Stream: git-wasmtime

Topic: wasmtime / PR #5854 riscv64: Improve `ctz`/`clz`/`cls` co...


view this post on Zulip Wasmtime GitHub notifications bot (Feb 22 2023 at 20:14):

afonso360 opened PR #5854 from riscv64-ctlz-improvments to main:

:wave: Hey,

This PR started by fixing the lowering rules for ctz. The base rule had (if-let $false (has_zbb)), but the rule for i8/i16 depended on both Zbb and Zbs. Which meant that if we only had Zbb we had no valid rule for lowering i8/i16. The fuzzer found this on https://github.com/bytecodealliance/wasmtime/pull/5844#issuecomment-1439854777.

I also ended up improving codegen for these instructions in a number of cases. We try to avoid the base case as much as possible since it involves a loop.

We can now avoid requiring Zbs in all cases by falling back to an ori or or instruction instead to set a single bit.

It also moves some constructors around and other misc stuff since we have a bunch of rules all over the files. I'm trying to collect the ones I find at the top of the file.

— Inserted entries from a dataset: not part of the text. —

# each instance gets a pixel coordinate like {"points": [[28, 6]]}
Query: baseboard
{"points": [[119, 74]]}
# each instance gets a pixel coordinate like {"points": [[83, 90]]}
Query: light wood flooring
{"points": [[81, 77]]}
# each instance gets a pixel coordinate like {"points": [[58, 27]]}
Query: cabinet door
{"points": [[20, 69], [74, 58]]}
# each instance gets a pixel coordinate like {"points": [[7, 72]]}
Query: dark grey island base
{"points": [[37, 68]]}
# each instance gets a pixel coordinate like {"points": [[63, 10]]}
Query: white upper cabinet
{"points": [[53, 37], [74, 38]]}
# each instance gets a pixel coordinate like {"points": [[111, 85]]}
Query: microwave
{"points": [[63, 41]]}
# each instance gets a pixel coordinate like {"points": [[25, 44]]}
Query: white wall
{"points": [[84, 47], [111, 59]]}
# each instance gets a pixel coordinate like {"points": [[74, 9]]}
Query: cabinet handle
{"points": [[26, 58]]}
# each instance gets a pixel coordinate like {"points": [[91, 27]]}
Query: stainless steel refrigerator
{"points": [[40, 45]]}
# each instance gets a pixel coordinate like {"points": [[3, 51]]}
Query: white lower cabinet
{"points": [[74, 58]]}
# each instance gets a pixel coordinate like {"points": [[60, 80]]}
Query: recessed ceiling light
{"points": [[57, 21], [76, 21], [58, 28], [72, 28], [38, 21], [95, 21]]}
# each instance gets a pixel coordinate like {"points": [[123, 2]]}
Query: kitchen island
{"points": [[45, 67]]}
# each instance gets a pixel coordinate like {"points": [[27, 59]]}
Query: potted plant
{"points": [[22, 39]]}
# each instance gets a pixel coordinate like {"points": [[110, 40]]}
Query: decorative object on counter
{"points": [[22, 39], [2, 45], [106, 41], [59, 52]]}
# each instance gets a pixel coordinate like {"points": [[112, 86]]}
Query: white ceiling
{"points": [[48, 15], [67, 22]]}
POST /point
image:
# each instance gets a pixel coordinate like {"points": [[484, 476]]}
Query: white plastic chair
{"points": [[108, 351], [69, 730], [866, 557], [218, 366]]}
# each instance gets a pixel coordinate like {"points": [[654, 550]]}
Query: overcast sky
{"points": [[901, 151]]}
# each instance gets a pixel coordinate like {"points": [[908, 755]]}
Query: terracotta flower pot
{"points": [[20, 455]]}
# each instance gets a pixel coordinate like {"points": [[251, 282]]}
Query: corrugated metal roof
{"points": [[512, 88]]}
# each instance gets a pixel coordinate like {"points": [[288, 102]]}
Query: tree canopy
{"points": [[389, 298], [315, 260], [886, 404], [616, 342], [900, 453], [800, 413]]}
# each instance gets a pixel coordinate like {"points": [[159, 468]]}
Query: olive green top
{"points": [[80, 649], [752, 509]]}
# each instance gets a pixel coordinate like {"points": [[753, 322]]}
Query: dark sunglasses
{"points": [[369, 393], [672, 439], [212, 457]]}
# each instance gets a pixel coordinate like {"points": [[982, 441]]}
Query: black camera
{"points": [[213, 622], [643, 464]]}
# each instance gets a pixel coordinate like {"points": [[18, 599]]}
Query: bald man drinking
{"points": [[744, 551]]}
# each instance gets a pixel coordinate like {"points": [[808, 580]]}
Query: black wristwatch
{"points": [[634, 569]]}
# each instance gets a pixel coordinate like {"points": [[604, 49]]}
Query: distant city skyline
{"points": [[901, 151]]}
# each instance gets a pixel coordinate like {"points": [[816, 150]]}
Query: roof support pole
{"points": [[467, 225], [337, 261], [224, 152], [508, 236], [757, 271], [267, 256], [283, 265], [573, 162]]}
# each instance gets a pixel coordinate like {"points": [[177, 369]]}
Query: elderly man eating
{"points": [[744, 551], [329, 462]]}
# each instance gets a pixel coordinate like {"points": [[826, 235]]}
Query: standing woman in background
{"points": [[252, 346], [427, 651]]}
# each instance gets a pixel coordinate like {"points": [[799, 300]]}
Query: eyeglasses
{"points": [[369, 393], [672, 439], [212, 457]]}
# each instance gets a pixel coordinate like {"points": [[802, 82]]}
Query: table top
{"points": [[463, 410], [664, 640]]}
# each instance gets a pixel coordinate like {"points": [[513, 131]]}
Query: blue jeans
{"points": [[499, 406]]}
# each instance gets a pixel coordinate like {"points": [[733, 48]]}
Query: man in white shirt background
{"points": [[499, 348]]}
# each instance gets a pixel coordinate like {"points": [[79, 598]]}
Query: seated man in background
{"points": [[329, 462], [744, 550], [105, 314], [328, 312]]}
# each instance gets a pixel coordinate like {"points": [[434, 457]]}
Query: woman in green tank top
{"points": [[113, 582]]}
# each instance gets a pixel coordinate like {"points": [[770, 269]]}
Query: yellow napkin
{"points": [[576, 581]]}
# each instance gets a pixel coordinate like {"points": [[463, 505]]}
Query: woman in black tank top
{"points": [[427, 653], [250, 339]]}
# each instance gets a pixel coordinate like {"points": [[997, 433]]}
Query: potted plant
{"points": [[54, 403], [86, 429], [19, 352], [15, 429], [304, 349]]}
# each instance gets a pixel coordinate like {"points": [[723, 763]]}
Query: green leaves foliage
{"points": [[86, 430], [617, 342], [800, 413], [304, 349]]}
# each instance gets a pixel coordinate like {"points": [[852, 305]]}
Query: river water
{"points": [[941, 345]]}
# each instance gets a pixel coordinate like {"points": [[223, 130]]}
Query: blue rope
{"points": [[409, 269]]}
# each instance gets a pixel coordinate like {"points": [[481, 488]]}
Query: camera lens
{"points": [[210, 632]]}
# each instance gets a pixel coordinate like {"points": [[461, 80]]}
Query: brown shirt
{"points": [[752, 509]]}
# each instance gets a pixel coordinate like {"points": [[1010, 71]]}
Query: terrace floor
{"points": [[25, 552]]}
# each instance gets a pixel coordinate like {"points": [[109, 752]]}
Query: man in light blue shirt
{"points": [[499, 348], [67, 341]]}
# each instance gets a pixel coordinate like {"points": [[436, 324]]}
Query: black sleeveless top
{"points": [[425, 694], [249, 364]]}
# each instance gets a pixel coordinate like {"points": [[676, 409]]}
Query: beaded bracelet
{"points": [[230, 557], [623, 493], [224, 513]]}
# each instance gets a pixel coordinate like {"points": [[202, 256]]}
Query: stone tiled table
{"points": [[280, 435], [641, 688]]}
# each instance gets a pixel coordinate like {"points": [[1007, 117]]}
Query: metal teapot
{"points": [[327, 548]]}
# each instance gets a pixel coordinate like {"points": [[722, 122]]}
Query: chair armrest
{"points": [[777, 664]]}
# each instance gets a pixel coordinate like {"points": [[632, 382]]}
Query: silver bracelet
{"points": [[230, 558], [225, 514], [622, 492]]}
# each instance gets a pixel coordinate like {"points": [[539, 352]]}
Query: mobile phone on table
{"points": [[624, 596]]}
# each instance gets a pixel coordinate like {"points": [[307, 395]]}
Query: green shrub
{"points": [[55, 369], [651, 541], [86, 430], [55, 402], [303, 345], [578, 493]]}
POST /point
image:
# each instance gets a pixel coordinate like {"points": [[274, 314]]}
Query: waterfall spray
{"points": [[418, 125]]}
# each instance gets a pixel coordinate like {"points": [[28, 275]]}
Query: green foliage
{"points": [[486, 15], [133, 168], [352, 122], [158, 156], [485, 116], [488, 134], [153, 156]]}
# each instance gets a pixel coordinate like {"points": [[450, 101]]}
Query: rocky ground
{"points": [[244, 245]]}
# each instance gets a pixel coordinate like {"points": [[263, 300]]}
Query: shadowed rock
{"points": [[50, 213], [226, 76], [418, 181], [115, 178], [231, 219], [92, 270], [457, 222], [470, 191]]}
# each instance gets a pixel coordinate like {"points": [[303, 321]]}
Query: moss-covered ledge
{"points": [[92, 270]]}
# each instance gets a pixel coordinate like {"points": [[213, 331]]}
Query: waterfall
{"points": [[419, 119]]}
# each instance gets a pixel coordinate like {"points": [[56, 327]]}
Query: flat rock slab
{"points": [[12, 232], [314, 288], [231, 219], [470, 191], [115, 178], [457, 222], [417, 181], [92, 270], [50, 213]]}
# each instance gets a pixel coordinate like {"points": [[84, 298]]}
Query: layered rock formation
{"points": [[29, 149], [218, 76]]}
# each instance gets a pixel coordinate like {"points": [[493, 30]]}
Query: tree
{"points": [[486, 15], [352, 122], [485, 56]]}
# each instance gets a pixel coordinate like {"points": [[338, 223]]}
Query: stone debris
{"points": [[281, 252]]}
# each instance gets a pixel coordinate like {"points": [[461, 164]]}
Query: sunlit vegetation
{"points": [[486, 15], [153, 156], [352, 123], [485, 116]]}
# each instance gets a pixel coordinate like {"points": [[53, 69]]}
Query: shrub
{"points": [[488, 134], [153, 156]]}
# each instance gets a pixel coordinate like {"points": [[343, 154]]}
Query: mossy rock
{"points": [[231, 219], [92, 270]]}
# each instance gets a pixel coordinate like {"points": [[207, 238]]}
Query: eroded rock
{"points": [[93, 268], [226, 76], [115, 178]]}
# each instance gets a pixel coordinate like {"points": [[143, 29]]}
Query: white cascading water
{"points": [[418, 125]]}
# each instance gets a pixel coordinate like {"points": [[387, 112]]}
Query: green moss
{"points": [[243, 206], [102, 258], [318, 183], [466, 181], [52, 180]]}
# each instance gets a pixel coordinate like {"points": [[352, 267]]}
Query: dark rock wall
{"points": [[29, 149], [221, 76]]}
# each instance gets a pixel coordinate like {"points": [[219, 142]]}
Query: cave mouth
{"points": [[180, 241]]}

view this post on Zulip Wasmtime GitHub notifications bot (Feb 22 2023 at 20:15):

afonso360 edited PR #5854 from riscv64-ctlz-improvments to main:

:wave: Hey,

This PR started by fixing the lowering rules for ctz. The base rule had (if-let $false (has_zbb)), but the rule for i8/i16 depended on both Zbb and Zbs. Which meant that if we only had Zbb we had no valid rule for lowering i8/i16. The fuzzer found this on https://github.com/bytecodealliance/wasmtime/pull/5844#issuecomment-1439854777.

I also ended up improving codegen for these instructions in a number of cases. We try to avoid the base case as much as possible since it involves a loop.

We can now avoid requiring Zbs in all cases by falling back to an ori or or instruction instead to set a single bit.

It also moves some constructors around and other misc stuff since we have a bunch of rules all over the files. I'm trying to collect the ones I find at the top of the file.

It's been fuzzing for about an hour, I'll update this if it finds anything.

view this post on Zulip Wasmtime GitHub notifications bot (Mar 13 2023 at 12:51):

afonso360 updated PR #5854 from riscv64-ctlz-improvments to main.

view this post on Zulip Wasmtime GitHub notifications bot (Mar 13 2023 at 12:52):

afonso360 has marked PR #5854 as ready for review.

view this post on Zulip Wasmtime GitHub notifications bot (Mar 13 2023 at 22:34):

jameysharp submitted PR review.

view this post on Zulip Wasmtime GitHub notifications bot (Mar 13 2023 at 22:34):

jameysharp submitted PR review.

view this post on Zulip Wasmtime GitHub notifications bot (Mar 13 2023 at 22:34):

jameysharp created PR review comment:

I want to note that the uses of fits_in_64 in the "Restrict lowering rules for ctz/clz" commit should be harmless but shouldn't be necessary. Since the rule for $I128 has higher priority, and since ctz/clz/cls accept only integer types, the only types which could reach the general rule are I8-I64.

It's definitely good to be consistent across rules for whether we're explicit about checking fits_in_64 or not. And it's probably good to be explicit since it serves as a kind of documentation. Currently, doing this causes ISLE to generate slightly worse code, but it's probably not measurably worse, and I hope to fix it eventually anyway.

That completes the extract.